MAHONING, SHENANGO VALLEYS Trucking business booming with economic upturn



An Austintown-based company has vehicles sitting idle because it can't find enough qualified drivers.
By CYNTHIA VINARSKY
VINDICATOR BUSINESS WRITER
They've struggled and suffered right along with the nation's beleaguered steel industry, but now some local trucking companies say business is picking up, and steel is part of the reason.
Jaro Transportation Services in Warren, for example, is investing $1.2 million to buy 20 new diesel tractors, expanding its fleet to accommodate a growing demand for its services.
New trucks also are on order for Strimbu Trucking in Brookfield. The company expects to spend between $2.5 million and $3 million on new tractors by September, and its fleet is running at capacity.
And Falcon Transport in Austintown is also experiencing a boom, said Don Constantini, president. "We have some equipment sitting idle," he said, "but that's only because we can't find enough drivers."
All three companies faced troubling declines in sales and profits in 2000 and 2001 when a national steel industry crisis forced more than 30 steel producers across the country to file for bankruptcy protection.
Diversifying
Jim Stiffy, Jaro president, said his company relied on steel for 95 percent of its business five years ago. Now, thanks to a concerted effort to diversify, Jaro has reduced its reliance on steel hauling to about 40 percent of its sales.
"That's the only way we've been able to survive," Stiffy said.
Jaro suffered losses when LTV, Wheeling-Pittsburgh and other steel mills filed for bankruptcy protection, he said, and it was forced to lay off drivers and take other cost-cutting measures last year.
Its business with aluminum and railroad equipment suppliers helped offset those losses, and its 2001 sales hit $18 million -- equal to its 1999 totals.
Stiffy said steel orders have been picking up since the first of the year, but Jaro managers remain cautious. "We're finally seeing a turnaround, but I don't know what to attribute it to," he said.
New tariffs approved by President Bush to protect domestic steel producers from cheap imports might be a factor, Stiffy said, and some steel users are just beginning to place new orders after using up their stockpiled supplies.

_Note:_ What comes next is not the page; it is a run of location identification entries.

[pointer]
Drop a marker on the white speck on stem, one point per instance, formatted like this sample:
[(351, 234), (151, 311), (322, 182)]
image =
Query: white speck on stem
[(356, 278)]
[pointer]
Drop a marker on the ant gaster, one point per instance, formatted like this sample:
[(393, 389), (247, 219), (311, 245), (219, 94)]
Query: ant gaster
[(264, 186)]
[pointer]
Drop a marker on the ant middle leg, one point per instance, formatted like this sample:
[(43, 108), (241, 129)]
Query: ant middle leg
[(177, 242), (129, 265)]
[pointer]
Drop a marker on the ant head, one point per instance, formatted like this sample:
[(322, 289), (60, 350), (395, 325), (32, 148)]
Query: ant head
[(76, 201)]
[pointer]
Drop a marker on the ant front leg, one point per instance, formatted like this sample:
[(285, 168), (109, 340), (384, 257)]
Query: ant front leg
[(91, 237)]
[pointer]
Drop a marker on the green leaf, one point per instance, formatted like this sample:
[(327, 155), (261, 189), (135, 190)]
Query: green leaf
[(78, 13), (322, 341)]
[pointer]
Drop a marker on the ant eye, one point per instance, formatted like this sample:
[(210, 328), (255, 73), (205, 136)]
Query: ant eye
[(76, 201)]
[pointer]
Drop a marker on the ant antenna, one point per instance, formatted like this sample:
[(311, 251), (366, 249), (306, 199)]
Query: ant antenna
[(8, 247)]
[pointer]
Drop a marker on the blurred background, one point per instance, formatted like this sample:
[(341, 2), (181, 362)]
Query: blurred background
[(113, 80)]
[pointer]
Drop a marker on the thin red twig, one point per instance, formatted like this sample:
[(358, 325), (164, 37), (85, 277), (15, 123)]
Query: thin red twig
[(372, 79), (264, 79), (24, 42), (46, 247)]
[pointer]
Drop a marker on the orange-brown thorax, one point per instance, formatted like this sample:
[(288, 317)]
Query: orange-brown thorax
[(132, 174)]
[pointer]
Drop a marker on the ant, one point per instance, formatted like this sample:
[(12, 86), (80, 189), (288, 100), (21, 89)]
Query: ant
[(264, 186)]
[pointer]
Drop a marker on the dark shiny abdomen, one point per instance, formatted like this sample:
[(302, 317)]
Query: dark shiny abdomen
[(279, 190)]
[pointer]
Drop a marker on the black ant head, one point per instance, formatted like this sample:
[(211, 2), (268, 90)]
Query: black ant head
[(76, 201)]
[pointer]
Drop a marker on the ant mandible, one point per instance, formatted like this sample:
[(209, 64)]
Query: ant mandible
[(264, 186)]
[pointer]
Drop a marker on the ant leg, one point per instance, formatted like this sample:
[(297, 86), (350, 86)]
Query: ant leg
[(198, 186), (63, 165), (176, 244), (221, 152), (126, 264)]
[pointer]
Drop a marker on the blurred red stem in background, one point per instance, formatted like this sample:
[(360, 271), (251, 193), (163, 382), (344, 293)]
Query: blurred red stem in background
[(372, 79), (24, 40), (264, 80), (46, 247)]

Officials at Jaro decided to invest in new tractors, he said, partially because it makes better financial sense than keeping and trying to maintain some of its older trucks. The plan will increase Jaro's 90-truck fleet by 10.
Strimbu Trucking relies on steel-related companies for 90 percent of its business, said Nick Strimbu III, executive vice president, and the steel slump hurt sales severely.

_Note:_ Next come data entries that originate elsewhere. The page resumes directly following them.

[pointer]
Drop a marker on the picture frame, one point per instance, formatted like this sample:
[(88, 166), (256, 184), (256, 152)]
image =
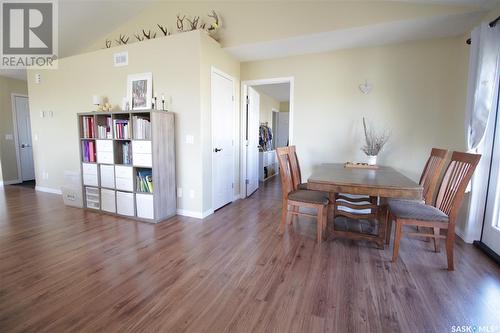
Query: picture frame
[(140, 91)]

"We were dying on the vine over here," he said. "We had 35 to 40 trucks sitting idle. We tried to sell them, but the market for used trucks dried up, too."
Back up and running
The phones started ringing again in February, and now Strimbu said all 120 company-owned trucks are running at capacity, and its 35 independent contractors are also busy. The company travels to 48 states, but its biggest customers are Wheatland Tube, Sharon Tube and Duferco Farrell Corp., all in the Shenango Valley.

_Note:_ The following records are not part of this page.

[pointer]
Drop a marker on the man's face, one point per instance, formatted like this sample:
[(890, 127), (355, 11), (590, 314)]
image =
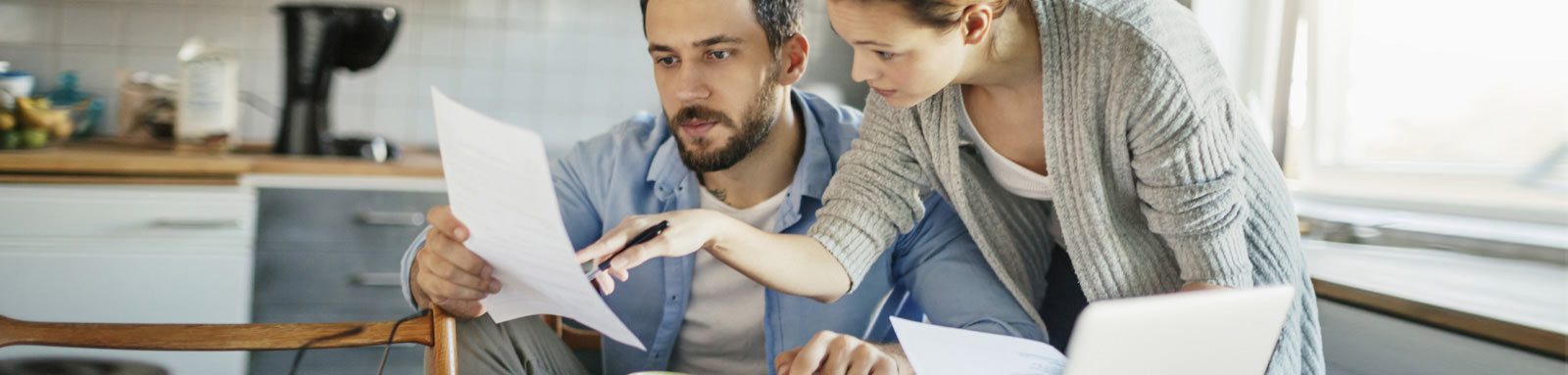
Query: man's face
[(717, 78)]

He said Strimbu officials decided to invest in new trucks now before new federal environmental rules take effect, forcing truck makers to add more costly emission control equipment to new vehicles.
The changes, set to take effect in October, are expected to increase purchase costs, maintenance costs and fuel consumption.
"We've been holding off on buying new for two years because of the uncertain economy," Strimbu said. "Now we're all keeping our fingers and toes crossed that this [upturn in the economy] is going to continue."
Falcon Transport depends on steel for about 40 percent of its business, said Constantini, and the auto industry is also a major part.
It listed LTV Steel, Bethlehem Steel and Trico Steel as customers before the three steel giants filed for bankruptcy protection. Forced to cut back, Falcon laid off some salaried and supervisory workers in 2001.
"Fortunately, not all our steel customers filed bankruptcy," he said, noting that U.S. Steel is one Falcon customer that remained strong through the industry crisis.
Drivers wanted
By early this year, Falcon saw its work orders increasing from both auto and steel customers.
"Now we're operating at capacity levels. We're maxed out," he said. "Our biggest problem, and the biggest problem in the industry in general, is finding qualified drivers."
Falcon has a training program for driver applicants who have completed basic training and are licensed as commercial drivers, Constantini said, but the company is always recruiting.
Strimbu agreed that finding drivers is a major obstacle. "It's been a problem for the last decade, and it just gets worse every year," he said.